Shawn got his GED and attended Richland and El Centro colleges in Dallas.

“I didn’t get my degree, but I got a job in the computer lab and tutored classes,” he said. “Then I got a job as a computer operator at a bank association, which launched my IT career.”

Shawn then worked at JC Penney corporate headquarters, but his last job was at National Tech Team in Dallas before its move to Fort Worth. In all, he worked in the IT industry for 17 years.

“It was a real high honor to work for National Tech Team,” he said. “But with the baby and my increased ailments, I had to take my severance package.”

Shawn drove until 2009, when it became too difficult to transfer from his wheelchair to the driver’s seat.

“Since we don’t really go out now, we have our computer and TV and watch a lot of movies,” he said. “When we do get to go on dates, it’s awesome. It’s the little things that really give you joy and happiness.”

Now, Shawn can get stuck in the apartment for a month at a time because he doesn’t have reliable transportation. He can’t load his electric wheelchair unless a vehicle is equipped with a ramp or lift. So, he’s been researching ways purchase another van.

“God has blessed us with good brains, and I have looked into working from home,” Shawn said. “But I’ve been out of the workforce for more than a decade.”

Shawn said his IT skills are now obsolete like the technology he worked on, but updating his skills would cost money he doesn’t have.

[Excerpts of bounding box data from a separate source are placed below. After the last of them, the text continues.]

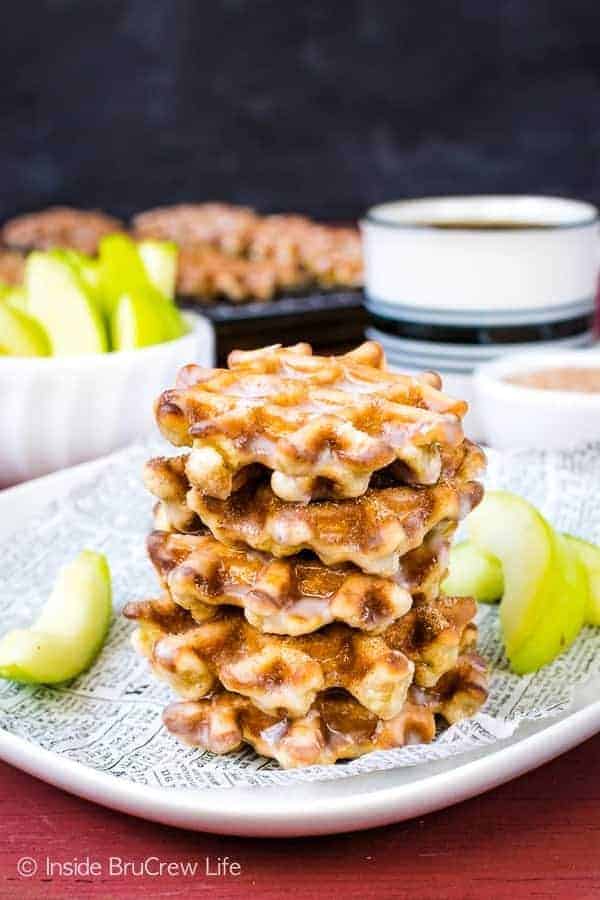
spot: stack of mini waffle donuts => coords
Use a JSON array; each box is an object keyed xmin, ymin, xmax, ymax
[{"xmin": 125, "ymin": 343, "xmax": 487, "ymax": 767}]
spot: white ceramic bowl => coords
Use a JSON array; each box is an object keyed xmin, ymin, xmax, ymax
[
  {"xmin": 0, "ymin": 315, "xmax": 215, "ymax": 487},
  {"xmin": 473, "ymin": 345, "xmax": 600, "ymax": 450}
]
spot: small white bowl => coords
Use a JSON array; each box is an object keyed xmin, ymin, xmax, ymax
[
  {"xmin": 473, "ymin": 345, "xmax": 600, "ymax": 450},
  {"xmin": 0, "ymin": 314, "xmax": 215, "ymax": 487}
]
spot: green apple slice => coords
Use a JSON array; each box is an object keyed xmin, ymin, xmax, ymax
[
  {"xmin": 510, "ymin": 534, "xmax": 589, "ymax": 674},
  {"xmin": 442, "ymin": 541, "xmax": 504, "ymax": 603},
  {"xmin": 563, "ymin": 534, "xmax": 600, "ymax": 625},
  {"xmin": 25, "ymin": 251, "xmax": 108, "ymax": 356},
  {"xmin": 111, "ymin": 294, "xmax": 165, "ymax": 350},
  {"xmin": 138, "ymin": 241, "xmax": 178, "ymax": 300},
  {"xmin": 0, "ymin": 300, "xmax": 50, "ymax": 356},
  {"xmin": 0, "ymin": 550, "xmax": 112, "ymax": 684},
  {"xmin": 0, "ymin": 287, "xmax": 27, "ymax": 313},
  {"xmin": 100, "ymin": 234, "xmax": 187, "ymax": 349},
  {"xmin": 467, "ymin": 491, "xmax": 555, "ymax": 657},
  {"xmin": 468, "ymin": 491, "xmax": 588, "ymax": 674}
]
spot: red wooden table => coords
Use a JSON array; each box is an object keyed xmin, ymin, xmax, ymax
[{"xmin": 0, "ymin": 735, "xmax": 600, "ymax": 900}]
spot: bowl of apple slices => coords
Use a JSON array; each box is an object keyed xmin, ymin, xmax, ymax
[{"xmin": 0, "ymin": 234, "xmax": 214, "ymax": 487}]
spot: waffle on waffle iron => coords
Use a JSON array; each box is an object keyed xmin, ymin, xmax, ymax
[
  {"xmin": 147, "ymin": 523, "xmax": 455, "ymax": 635},
  {"xmin": 155, "ymin": 342, "xmax": 467, "ymax": 502},
  {"xmin": 124, "ymin": 596, "xmax": 476, "ymax": 719},
  {"xmin": 163, "ymin": 653, "xmax": 487, "ymax": 768}
]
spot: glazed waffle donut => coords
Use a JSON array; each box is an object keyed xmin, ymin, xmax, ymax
[
  {"xmin": 124, "ymin": 596, "xmax": 476, "ymax": 719},
  {"xmin": 1, "ymin": 206, "xmax": 123, "ymax": 255},
  {"xmin": 186, "ymin": 450, "xmax": 483, "ymax": 576},
  {"xmin": 177, "ymin": 245, "xmax": 302, "ymax": 303},
  {"xmin": 0, "ymin": 248, "xmax": 25, "ymax": 286},
  {"xmin": 125, "ymin": 599, "xmax": 414, "ymax": 718},
  {"xmin": 248, "ymin": 215, "xmax": 363, "ymax": 288},
  {"xmin": 155, "ymin": 342, "xmax": 467, "ymax": 502},
  {"xmin": 132, "ymin": 203, "xmax": 260, "ymax": 256},
  {"xmin": 163, "ymin": 654, "xmax": 487, "ymax": 768},
  {"xmin": 147, "ymin": 528, "xmax": 453, "ymax": 635}
]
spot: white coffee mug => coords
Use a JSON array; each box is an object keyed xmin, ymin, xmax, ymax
[{"xmin": 361, "ymin": 195, "xmax": 599, "ymax": 324}]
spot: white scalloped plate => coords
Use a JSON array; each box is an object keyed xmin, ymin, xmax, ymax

“Reliable transportation is the only way to have any quality of life,” he said. “With a new van, I wouldn’t be able to drive — but my sister could.”

Not having to worry about paying rent would change their lives, Shawn said, and taking some of the stress off Monica having to work.

“We just want peace of mind that we can pay our rent, pay our bills and get our groceries,” he said. “Right now, we rely on those days she gets at Ross to get by. “It’s really frustrating; we don’t qualify for Medicaid and food stamps because we’re just over the limit. It just makes it tough that I can’t go out and work a full-time or part-time job to help pay the rent.”

Shawn said that living on a limited income is more difficult for people with disabilities, and living independently takes serious planning skills.

“If you needed to make some money, you can go to McDonald’s and get a part-time job,” he said. “We can’t, so we have to find other ways.”